Football Manager 2023 Beta issues

Thomas Sadler
5 min readNov 8, 2022

I’ve spent around 90 hours playing football manager 23 since its release in beta, I decided to take the helm at Afan Lido, nestling near the bottom of the Welsh second division I figured it would be a good starting place for a road to glory save. I’m a fairly experienced football manager player; each year I’ll log around 700+ hours into the game, but this year I’ve really started to notice the flaws whilst managing in a smaller reputation league.

Managing in a lower reputation country, like Wales, poses some challenges that the game’s developers have clearly overlooked, namely the way team comparison, the data hub and staff recruitment work.

After 4 seasons at the helm, I’ve taken Afan Lido from an amateur side to the Champions League final, and that immediately flags my fist issue with the game. It’s too easy. After settling on a tactic, I was able to take my squad through the Champions League with relative ease, despite the quality of players being roughly equivalent to a lower Premier League or high Championship side. Brushing past Real Madrid and Inter Milan in the group stages, ultimately saw me qualify as the 7th seed in the newly styled Swiss format group stages.

2025/26 UCL Group Stage table

After the group stages came ties against RB Leipzig, Manchester United and Liverpool, all of whom were beaten. Into the final against Real Madrid, despite beating them in the group stages we were defeated at the final hurdle, 3–1.

Perhaps you would expect a massive boost in reputation for a team that was ranked at just one star at the start of the tournament, well, at the start of the next season Afan Lido now have a two-star reputation, half a star less than League One side Wycombe Wanderers.

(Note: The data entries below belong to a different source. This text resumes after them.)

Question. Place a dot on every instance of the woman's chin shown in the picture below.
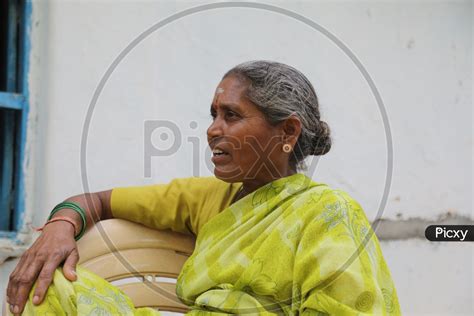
(228, 174)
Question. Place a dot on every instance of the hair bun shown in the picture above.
(322, 141)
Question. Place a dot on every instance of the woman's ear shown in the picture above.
(291, 130)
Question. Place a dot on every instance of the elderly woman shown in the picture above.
(269, 239)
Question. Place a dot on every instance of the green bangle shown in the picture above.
(75, 207)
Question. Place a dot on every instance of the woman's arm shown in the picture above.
(54, 246)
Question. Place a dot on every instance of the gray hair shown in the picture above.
(281, 91)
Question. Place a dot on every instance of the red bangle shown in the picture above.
(56, 219)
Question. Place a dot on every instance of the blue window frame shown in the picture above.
(15, 29)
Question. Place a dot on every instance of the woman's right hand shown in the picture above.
(54, 246)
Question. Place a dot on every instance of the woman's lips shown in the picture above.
(220, 158)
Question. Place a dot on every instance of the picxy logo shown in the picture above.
(450, 233)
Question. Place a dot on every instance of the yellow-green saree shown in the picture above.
(291, 247)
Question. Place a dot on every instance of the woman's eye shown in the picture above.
(231, 114)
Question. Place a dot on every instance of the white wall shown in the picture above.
(419, 55)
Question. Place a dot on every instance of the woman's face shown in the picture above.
(246, 148)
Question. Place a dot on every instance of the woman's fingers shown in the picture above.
(69, 267)
(22, 281)
(44, 280)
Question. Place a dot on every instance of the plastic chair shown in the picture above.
(141, 261)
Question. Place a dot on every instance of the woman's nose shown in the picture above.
(215, 129)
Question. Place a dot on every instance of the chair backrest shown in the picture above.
(141, 261)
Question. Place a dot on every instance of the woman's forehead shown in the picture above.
(229, 90)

That miniscule boost in reputation has meant that despite having £70 million in the bank and a weekly wage budget that eclipses the yearly budget of any other team in the league combined, I struggle to attract ready made players. Moreover, and perhaps the most annoying part are the transfer offers I’m receiving. For my star striker, 19-year-old Welsh wonderkid Adam Andrew, Brentford offered just £40.5k. Of course, the players immediately revolt when I don’t accept these poultry offers and team morale plummets. I eventually accepted Brentford’s offer after attaching a 50% sell on clause, and after completing the transfer, Andrew was immediately worth £14–16.5 million at Brentford.

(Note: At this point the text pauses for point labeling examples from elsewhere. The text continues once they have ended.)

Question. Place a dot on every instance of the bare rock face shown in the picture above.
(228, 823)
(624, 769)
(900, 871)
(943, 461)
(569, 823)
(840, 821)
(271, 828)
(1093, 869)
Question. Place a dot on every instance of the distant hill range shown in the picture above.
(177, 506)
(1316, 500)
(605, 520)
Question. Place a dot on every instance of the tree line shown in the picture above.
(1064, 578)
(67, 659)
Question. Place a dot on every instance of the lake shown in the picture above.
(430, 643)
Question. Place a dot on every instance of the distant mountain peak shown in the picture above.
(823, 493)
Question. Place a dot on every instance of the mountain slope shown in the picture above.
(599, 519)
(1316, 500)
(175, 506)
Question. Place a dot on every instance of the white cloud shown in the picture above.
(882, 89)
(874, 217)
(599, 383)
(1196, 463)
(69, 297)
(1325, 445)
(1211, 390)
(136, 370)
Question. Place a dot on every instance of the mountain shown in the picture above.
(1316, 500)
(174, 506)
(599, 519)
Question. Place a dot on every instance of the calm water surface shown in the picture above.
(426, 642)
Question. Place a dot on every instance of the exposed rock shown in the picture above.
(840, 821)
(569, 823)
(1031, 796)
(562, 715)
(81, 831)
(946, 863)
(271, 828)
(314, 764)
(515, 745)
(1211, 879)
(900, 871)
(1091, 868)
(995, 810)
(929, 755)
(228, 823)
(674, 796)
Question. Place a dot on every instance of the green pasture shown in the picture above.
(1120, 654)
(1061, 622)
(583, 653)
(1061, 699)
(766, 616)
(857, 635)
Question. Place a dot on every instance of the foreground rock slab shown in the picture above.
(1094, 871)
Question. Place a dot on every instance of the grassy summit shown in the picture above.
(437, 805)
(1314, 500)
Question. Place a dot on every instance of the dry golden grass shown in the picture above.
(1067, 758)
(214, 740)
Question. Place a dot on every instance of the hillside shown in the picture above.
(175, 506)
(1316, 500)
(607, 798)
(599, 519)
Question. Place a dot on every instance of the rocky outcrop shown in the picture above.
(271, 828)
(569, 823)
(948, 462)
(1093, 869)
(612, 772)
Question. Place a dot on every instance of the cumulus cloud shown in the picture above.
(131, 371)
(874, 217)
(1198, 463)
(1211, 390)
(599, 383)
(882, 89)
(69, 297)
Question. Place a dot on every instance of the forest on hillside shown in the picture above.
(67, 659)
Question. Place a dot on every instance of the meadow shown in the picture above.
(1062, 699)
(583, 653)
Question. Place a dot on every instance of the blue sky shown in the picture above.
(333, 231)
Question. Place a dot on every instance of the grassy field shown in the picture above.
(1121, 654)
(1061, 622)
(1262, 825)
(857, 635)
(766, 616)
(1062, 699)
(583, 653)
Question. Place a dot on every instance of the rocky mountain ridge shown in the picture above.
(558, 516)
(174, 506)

Note: Norley, Daley, Bennett, and Holland were all first team players in the Champions League Final, yet saw not significant increase in their transfer value.

Now even with the excessive money in the bank, board requests to improve the youth facilities continue to fall on deaf ears as they prefer me to find players in the transfer market, which means it’s rather difficult for me to fulfil home grown quotas for European matches without some squad filler type players who are nowhere near good enough.

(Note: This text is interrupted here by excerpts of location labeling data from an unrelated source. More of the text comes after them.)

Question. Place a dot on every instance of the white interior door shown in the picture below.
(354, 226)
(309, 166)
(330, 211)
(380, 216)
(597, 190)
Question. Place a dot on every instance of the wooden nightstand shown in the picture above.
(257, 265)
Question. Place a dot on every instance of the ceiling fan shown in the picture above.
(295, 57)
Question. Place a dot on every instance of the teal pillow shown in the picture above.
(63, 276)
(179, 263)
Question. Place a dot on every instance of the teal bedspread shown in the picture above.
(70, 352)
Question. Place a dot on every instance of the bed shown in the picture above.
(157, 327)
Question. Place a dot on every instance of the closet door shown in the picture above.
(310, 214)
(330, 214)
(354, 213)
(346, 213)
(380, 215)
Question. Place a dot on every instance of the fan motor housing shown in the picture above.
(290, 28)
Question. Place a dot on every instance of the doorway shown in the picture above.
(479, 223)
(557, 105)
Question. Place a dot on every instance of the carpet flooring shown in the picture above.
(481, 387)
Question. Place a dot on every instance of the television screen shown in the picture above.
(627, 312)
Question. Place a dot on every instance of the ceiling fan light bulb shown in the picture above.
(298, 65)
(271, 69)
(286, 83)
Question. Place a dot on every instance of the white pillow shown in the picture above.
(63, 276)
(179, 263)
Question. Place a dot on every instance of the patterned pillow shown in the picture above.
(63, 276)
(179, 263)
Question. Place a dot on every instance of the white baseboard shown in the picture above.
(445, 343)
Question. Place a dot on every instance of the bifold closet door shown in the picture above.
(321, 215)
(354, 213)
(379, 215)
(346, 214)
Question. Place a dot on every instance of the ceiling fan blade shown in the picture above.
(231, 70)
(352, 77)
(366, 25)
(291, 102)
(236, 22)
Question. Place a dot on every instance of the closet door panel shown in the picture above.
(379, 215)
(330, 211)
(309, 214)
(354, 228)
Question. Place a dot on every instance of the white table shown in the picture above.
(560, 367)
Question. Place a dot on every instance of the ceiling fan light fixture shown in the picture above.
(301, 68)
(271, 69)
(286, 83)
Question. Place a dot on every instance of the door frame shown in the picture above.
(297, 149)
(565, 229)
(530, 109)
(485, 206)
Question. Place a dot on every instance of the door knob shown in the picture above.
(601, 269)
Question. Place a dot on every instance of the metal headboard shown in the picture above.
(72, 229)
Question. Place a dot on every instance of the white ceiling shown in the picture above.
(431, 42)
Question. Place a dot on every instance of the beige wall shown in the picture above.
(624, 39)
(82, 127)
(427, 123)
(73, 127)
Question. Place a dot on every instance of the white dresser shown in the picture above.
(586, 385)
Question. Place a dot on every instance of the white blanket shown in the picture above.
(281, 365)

Perhaps one of the most annoying oversights is the inability to compare your club to teams outside of your own division. Whilst I’m sure the majority of players manage bigger teams, in more competitive leagues as Sports Interactive cited for a reason for not focusing more time into International Management this has led to significant oversights in how game systems operate outside of the “normal” play-through.

The Welsh Premier League is primarily made up of semi-professional teams with only Afan Lido and The New Saints fully professional clubs in my save. As such the coaching, recruitment and medical staff comparison screen are made completely redundant. I have by far the best staff in the league but that doesn’t quite help me understand where I need to improve my staff in comparison to clubs in the Champions League, which is the next logical step for improving the club. In an ideal world there would be a drop-down menu in which you could compare your staff averages against other leagues or competitions, which would offer a greater insight into precisely where you need to focus recruitment.

The data hub is another victim of this short-sighted approach. As you are only able to compare how your players stack up against the league average this data become distorted extremely quickly in less competitive leagues. In my case, you’re essentially comparing how Premier League quality players stack up against non-league semi-professionals, and there’s no way to compare against other more reputable leagues. Every player in the league is below average because my own players are such outliers, they drag the “average” way out of whack. In stark contrast, data from sites like FBref, allows you to easily compare how players stack up across the top 5 European leagues, and any scatter gram drawn from this data is far more useful than anything offered by football manager.

FM23’s limited league scatter-grams vs more useful comparisons across similar reputation leagues via FBref

The only way to recruit when you manage in a less reputable league is from abroad, in my case it’s primarily from the English league system due to difficulties gaining work permits for foreign nationals. In theory, these scatter grams could prove immensely useful in finding the next high scoring attacker or replacing my aging goalkeeper. There may well be technical limitations stopping the game from collecting this level of data for every active league in a player’s save game, however the reality is, the data hub is rather useless for recruitment and entirely redundant in my save.

My time with the FM23 beta has been largely unrewarding, the ease at which my average squad blitzes through continental competitions and the subsequent lack of recognition in the form of a reputation boost feels very unrealistic. When I attempt to improve my club by recruiting new staff or players I’m left to do everything myself because the systems the game provides are entirely redundant so long as they are only focussed on league based comparisons and don’t take into context the other active leagues and competitions in a save game.